La prima picconata al vincolo industriale sull’area di Meridbulloni arriva dal consiglio comunale di Castellammare di Stabia. Nell’aula virtuale di Palazzo Farnese ieri è stato approvato all’unanimità un ordine del giorno che appone sull’area un «vincolo conformativo con destinazione a strutture di interesse comune ad integrazione degli standards urbanistici territoriali». Cosa significa? Che su quell’area, secondo quanto prevederà il nuovo Puc (Piano Urbanistico Comunale), non si potranno costruire alberghi, ristoranti o altre strutture dedicate al turismo. Ma qualora il Gruppo Fontana dovesse confermare la volontà di chiudere la fabbrica di Castellammare e l’area dovesse essere dismessa, si potrebbero al massimo realizzare parcheggi, piscine comunali, piazze, una scuola o servizi in ogni caso d’interesse pubblico. «Siamo contro le speculazioni edilizie e la trasformazione di quell’area – ha sostenuto il sindaco Gaetano Cimmino – Chi pensa che la fabbrica dismessa può essere riconvertita si sbaglia di grosso.
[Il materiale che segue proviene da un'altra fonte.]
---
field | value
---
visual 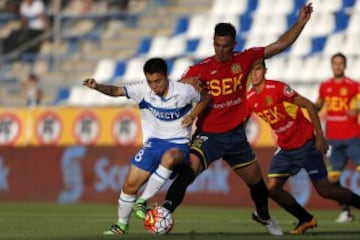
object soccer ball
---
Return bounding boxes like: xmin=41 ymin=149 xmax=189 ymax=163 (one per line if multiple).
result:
xmin=144 ymin=206 xmax=174 ymax=235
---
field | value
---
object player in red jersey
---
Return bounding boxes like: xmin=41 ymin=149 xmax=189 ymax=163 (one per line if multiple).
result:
xmin=247 ymin=61 xmax=360 ymax=234
xmin=158 ymin=3 xmax=313 ymax=235
xmin=316 ymin=53 xmax=360 ymax=223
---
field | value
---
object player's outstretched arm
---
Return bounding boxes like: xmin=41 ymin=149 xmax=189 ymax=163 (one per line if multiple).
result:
xmin=83 ymin=78 xmax=126 ymax=97
xmin=265 ymin=3 xmax=313 ymax=58
xmin=181 ymin=89 xmax=211 ymax=127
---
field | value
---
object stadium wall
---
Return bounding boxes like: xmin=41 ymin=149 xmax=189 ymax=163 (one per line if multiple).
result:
xmin=0 ymin=145 xmax=360 ymax=209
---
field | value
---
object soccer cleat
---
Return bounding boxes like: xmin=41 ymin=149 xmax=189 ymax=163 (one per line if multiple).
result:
xmin=252 ymin=211 xmax=284 ymax=236
xmin=134 ymin=198 xmax=146 ymax=219
xmin=335 ymin=210 xmax=355 ymax=223
xmin=290 ymin=217 xmax=317 ymax=234
xmin=103 ymin=223 xmax=129 ymax=235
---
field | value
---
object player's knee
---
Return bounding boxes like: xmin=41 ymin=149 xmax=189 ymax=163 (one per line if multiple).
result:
xmin=123 ymin=180 xmax=141 ymax=195
xmin=161 ymin=148 xmax=183 ymax=169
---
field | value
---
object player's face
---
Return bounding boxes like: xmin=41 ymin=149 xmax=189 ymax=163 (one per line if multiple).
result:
xmin=331 ymin=57 xmax=345 ymax=78
xmin=145 ymin=73 xmax=169 ymax=97
xmin=251 ymin=63 xmax=266 ymax=87
xmin=214 ymin=36 xmax=236 ymax=62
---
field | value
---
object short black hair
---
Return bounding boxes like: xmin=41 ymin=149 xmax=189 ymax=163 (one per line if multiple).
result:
xmin=214 ymin=22 xmax=236 ymax=40
xmin=143 ymin=58 xmax=167 ymax=76
xmin=331 ymin=52 xmax=347 ymax=67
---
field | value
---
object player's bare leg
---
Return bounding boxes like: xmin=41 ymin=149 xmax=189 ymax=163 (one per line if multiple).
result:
xmin=268 ymin=177 xmax=317 ymax=234
xmin=234 ymin=160 xmax=283 ymax=235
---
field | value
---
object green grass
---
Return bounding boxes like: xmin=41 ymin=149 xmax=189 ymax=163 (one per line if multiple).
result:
xmin=0 ymin=202 xmax=360 ymax=240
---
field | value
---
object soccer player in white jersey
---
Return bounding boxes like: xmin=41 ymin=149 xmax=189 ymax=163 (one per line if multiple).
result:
xmin=83 ymin=58 xmax=210 ymax=235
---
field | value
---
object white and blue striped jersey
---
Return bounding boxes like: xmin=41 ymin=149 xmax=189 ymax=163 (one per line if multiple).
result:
xmin=125 ymin=81 xmax=201 ymax=143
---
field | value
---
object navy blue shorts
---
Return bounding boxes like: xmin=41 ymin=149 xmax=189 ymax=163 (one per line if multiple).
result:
xmin=268 ymin=138 xmax=327 ymax=181
xmin=190 ymin=125 xmax=256 ymax=170
xmin=328 ymin=138 xmax=360 ymax=172
xmin=131 ymin=138 xmax=189 ymax=178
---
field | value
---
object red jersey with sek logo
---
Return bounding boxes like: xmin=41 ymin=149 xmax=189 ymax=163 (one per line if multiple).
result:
xmin=182 ymin=47 xmax=265 ymax=133
xmin=319 ymin=77 xmax=360 ymax=140
xmin=247 ymin=80 xmax=314 ymax=149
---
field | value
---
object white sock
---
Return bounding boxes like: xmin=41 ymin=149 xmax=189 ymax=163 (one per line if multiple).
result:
xmin=118 ymin=191 xmax=136 ymax=224
xmin=140 ymin=165 xmax=173 ymax=201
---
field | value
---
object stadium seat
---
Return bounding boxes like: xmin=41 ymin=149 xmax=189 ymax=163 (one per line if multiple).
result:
xmin=111 ymin=60 xmax=126 ymax=81
xmin=282 ymin=57 xmax=304 ymax=82
xmin=117 ymin=57 xmax=146 ymax=84
xmin=148 ymin=34 xmax=187 ymax=58
xmin=193 ymin=37 xmax=214 ymax=59
xmin=297 ymin=54 xmax=323 ymax=84
xmin=173 ymin=15 xmax=189 ymax=35
xmin=136 ymin=37 xmax=151 ymax=56
xmin=93 ymin=58 xmax=116 ymax=83
xmin=53 ymin=87 xmax=70 ymax=105
xmin=210 ymin=0 xmax=251 ymax=15
xmin=334 ymin=11 xmax=349 ymax=32
xmin=313 ymin=0 xmax=343 ymax=13
xmin=345 ymin=11 xmax=360 ymax=34
xmin=341 ymin=32 xmax=360 ymax=57
xmin=322 ymin=32 xmax=345 ymax=56
xmin=310 ymin=37 xmax=326 ymax=54
xmin=289 ymin=35 xmax=311 ymax=57
xmin=303 ymin=12 xmax=335 ymax=37
xmin=345 ymin=55 xmax=360 ymax=81
xmin=266 ymin=56 xmax=288 ymax=81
Il nostro auspicio è che la fabbrica possa riaprire e ridare lavoro agli operai». A spiegare meglio la questione però è Andrea Di Martino, consigliere comunale di Italia Viva, opponendosi alla richiesta di Tina Donnarumma, della Lega, di stralciare la parte urbanistica dall’ordine del giorno per maggiori approfondimenti. «Se confermiamo il vincolo industriale sull’area siamo poco seri, perché rischiamo di approvare una cosa che rischiamo di non poter mantenere, dato che per quel tratto di costa sono in piedi progetti di sviluppo turistico – ha detto Di Martino – Con l’applicazione del vincolo conformativo però andiamo a svalutare l’area e se c’è una trattativa in corso di certo non la favoriamo».L’ordine del giorno approvato dal consiglio comunale prevede inoltre la richiesta del «ritiro del provvedimento di chiusura», ma soprattutto qualora non dovessero esserci margini di trattativa «di attivare tutte le procedure necessarie per individuare altre compagini industriali nel settore alle quali poter offrire, oltre ad incentivazioni per il processo di reinvestimento, anche l’individuazione di una eventuale nuova collocazione del sito produttivo in ambito regionale, qualora dovesse rendersi indisponibile l’attuale sito al corso De Gasperi».Su questo fronte però, il consigliere comunale di Liberi e Uguali, Tonino Scala, ha chiesto l’impegno «a perseguire tutte le strade per provare a mantenere il presidio produttivo in città».